Temperamento clássico dá tom à obra de diretor

INÁCIO ARAUJO
CRÍTICO DA FOLHA

Não há temperamento mais antiglauberiano no cinema novo do que o de Walter Lima Jr., lembra Carlos Alberto Mattos com agudez.
Terá sido por isso que a obra de Walter Lima foi relegada a um respeitoso ostracismo? O Brasil é apreciador de quem fala alto e forte, não importa o que fale. Glauber tinha consciência do que dizia -por mais insano que parecesse-, mas era incapaz de abaixar o tom de seus filmes.
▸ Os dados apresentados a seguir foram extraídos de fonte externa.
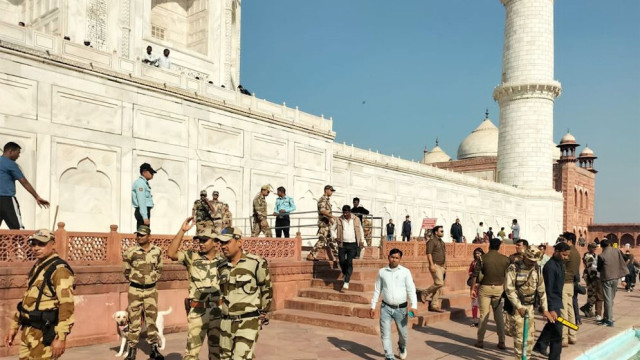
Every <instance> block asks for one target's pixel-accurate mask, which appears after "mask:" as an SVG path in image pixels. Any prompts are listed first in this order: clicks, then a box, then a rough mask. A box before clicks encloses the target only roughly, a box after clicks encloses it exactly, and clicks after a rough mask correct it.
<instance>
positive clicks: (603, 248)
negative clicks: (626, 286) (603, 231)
mask: <svg viewBox="0 0 640 360" xmlns="http://www.w3.org/2000/svg"><path fill="white" fill-rule="evenodd" d="M609 245H610V243H609V240H608V239H603V240H602V241H601V242H600V246H601V247H602V254H600V256H599V257H598V271H599V272H600V279H601V280H602V290H603V292H604V308H605V310H604V315H605V317H604V318H602V321H600V322H598V325H606V326H609V327H612V326H613V299H614V298H615V297H616V289H617V287H618V280H619V279H620V278H621V277H624V276H626V275H627V274H628V273H629V269H628V268H627V265H626V263H625V261H624V258H623V257H622V252H621V251H620V250H619V249H616V248H614V247H613V246H609Z"/></svg>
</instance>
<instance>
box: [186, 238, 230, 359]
mask: <svg viewBox="0 0 640 360" xmlns="http://www.w3.org/2000/svg"><path fill="white" fill-rule="evenodd" d="M178 262H179V263H182V264H183V265H184V266H185V267H186V268H187V271H188V272H189V299H190V307H191V308H190V309H189V313H188V314H187V322H188V326H189V327H188V330H187V334H188V335H187V348H186V350H185V352H184V357H183V358H182V359H183V360H197V359H198V354H200V348H201V347H202V344H203V341H204V338H205V336H206V337H207V338H208V343H209V360H212V359H218V358H219V356H220V315H221V313H220V308H219V307H218V304H219V302H220V285H219V279H218V266H220V264H221V263H224V262H226V259H224V258H223V257H220V256H216V257H215V258H213V259H212V260H209V258H207V257H206V256H205V255H204V254H200V253H198V252H195V251H191V250H186V251H179V252H178Z"/></svg>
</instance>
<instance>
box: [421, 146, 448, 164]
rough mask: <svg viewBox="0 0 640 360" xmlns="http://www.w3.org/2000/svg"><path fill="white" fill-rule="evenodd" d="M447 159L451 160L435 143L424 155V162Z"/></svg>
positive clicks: (443, 160)
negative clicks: (433, 147)
mask: <svg viewBox="0 0 640 360" xmlns="http://www.w3.org/2000/svg"><path fill="white" fill-rule="evenodd" d="M447 161H451V156H449V155H447V153H445V152H444V150H442V149H441V148H440V146H437V145H436V147H434V148H433V149H431V151H429V152H428V153H427V154H426V155H425V156H424V163H425V164H433V163H436V162H447Z"/></svg>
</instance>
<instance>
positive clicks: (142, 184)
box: [131, 175, 153, 219]
mask: <svg viewBox="0 0 640 360" xmlns="http://www.w3.org/2000/svg"><path fill="white" fill-rule="evenodd" d="M131 204H132V205H133V207H137V208H139V210H140V215H142V218H143V219H148V218H149V215H148V214H147V208H148V207H153V196H152V195H151V186H149V182H148V181H147V179H145V178H144V177H143V176H142V175H140V177H139V178H138V179H136V181H134V182H133V186H132V187H131Z"/></svg>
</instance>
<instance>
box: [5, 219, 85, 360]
mask: <svg viewBox="0 0 640 360" xmlns="http://www.w3.org/2000/svg"><path fill="white" fill-rule="evenodd" d="M40 231H42V230H40ZM57 257H58V255H57V254H55V253H54V254H52V255H51V256H49V257H48V258H46V259H44V260H42V261H39V262H37V263H36V265H35V266H34V268H33V269H32V270H31V272H29V280H28V283H31V286H29V287H28V288H27V290H26V291H25V292H24V296H23V297H22V308H23V309H24V312H22V315H21V312H20V311H16V312H15V314H14V315H13V319H12V320H11V329H13V330H16V331H17V330H19V329H20V328H22V331H21V332H19V333H18V334H19V336H20V349H19V352H18V354H19V358H20V360H23V359H24V360H27V359H29V360H30V359H51V346H50V345H49V346H45V345H44V344H43V334H42V330H40V329H36V328H35V327H33V326H30V325H27V324H26V323H25V322H28V321H29V314H28V312H29V311H33V310H35V307H36V299H37V298H38V294H39V293H40V287H41V286H44V291H43V294H42V298H41V299H40V305H39V306H38V309H39V310H54V309H57V310H58V324H57V325H56V326H55V328H54V331H55V334H56V337H57V338H58V339H59V340H66V338H67V335H68V334H69V333H70V332H71V328H72V327H73V322H74V316H73V311H74V305H73V281H74V278H73V273H72V272H71V271H70V270H69V269H67V268H66V267H65V265H64V264H58V265H56V270H54V272H53V273H52V274H51V285H52V287H53V289H54V290H55V293H54V294H53V293H51V291H50V289H49V287H48V286H47V285H46V284H43V281H44V273H45V271H46V268H45V269H43V270H42V271H40V272H39V273H38V277H37V278H36V279H35V280H34V281H32V280H33V279H32V277H33V276H35V273H36V271H37V270H36V267H37V266H39V265H40V264H43V263H44V262H46V261H48V260H50V259H52V258H57ZM47 267H48V266H47Z"/></svg>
Walter Lima também sabe o que diz, mas é incapaz de subi-lo.
Glauber se constitui no protótipo de uma arte barroca, exuberante, excessiva. Walter Lima é possuidor de um temperamento clássico, e seus filmes são marcados pela limpidez, pela ausência de sobressaltos, por uma fluência doce e regular.
Desde "Menino de Engenho" (1965), sua obra se propõe como um diálogo com os filmes recentes: ao adaptar o romance de José Lins do Rego, Lima Jr. buscava ostensivamente dialogar com um público amplo, rompendo com a idéia de que cinema novo era sinônimo de cinema antipopular, mas sem fazer por isso nenhuma concessão.
Se "Brasil Ano 2000" (1969) busca, aliás sem muito sucesso, articular o estilo discreto às cores fortes da era tropicalista, e "A Lira do Delírio" (1978) é uma tentativa (muito elogiada, no mais) de fazer um cinema mais espontâneo e improvisado, é necessário reconhecer que os trabalhos realizados nessa fase são uma espécie de hiato na evolução do diretor, cujo estilo seria plenamente fixado na década de 80.
"Inocência" (1983) e "Ele, o Boto" (1987), a seguir, são trabalhos que buscam reencontrar o classicismo brasileiro. O primeiro, adaptação do romance do Visconde de Taunay, parte de um argumento com que Humberto Mauro presenteou Lima Barreto, e chama a atenção não só pela tocada classicizante, como pela contenção com que a abordagem de uma história profundamente sensual é feita.
Embora as menções a Mário Peixoto e seu "Limite" em "Ele, o Boto" sejam evidentes, também é verdade que têm algo de postiço. O temperamento de Walter Lima rejeita o experimentalismo de Peixoto, seu pendor estético -sua idéia de classicismo é, nesse sentido, profundamente voltada para os Estados Unidos e muito pouco vanguardista.
É nessa trilha que vamos reencontrá-lo nos anos 90, quando filma "A Ostra e o Vento" (1997), baseado no romance de Moacir C. Lopes.
Talvez mais interessante do que esse seja "O Monge e a Filha do Carrasco" (1995), filme tão torto quanto fascinante: é uma co-produção baseada em romance de Ambrose Bierce, falada em inglês por um elenco brasileiro, rodada em Minas, mas ambientado em qualquer outro lugar que não o Brasil.
Ao mesmo tempo é uma espécie de secreto manifesto sobre o que seja a concepção de cinema deste diretor: uma arte que desconhece fronteiras de nacionalidade ou de época.
É paradoxal que um autor que, filme após filme, mostrou-se tão claramente brasileiro defenda a universalidade de sua arte. Mas não é de forma alguma contraditório. Ao negar a especificidade nacional do cinema, Walter Lima está na verdade negando que a precariedade técnica, a ignorância histórica, o desleixo artesanal sejam categorias definidoras da brasilidade. Em bom português: não existe qualquer glória em fazer cinema de má qualidade e, menos ainda, em jogar a culpa disso no país.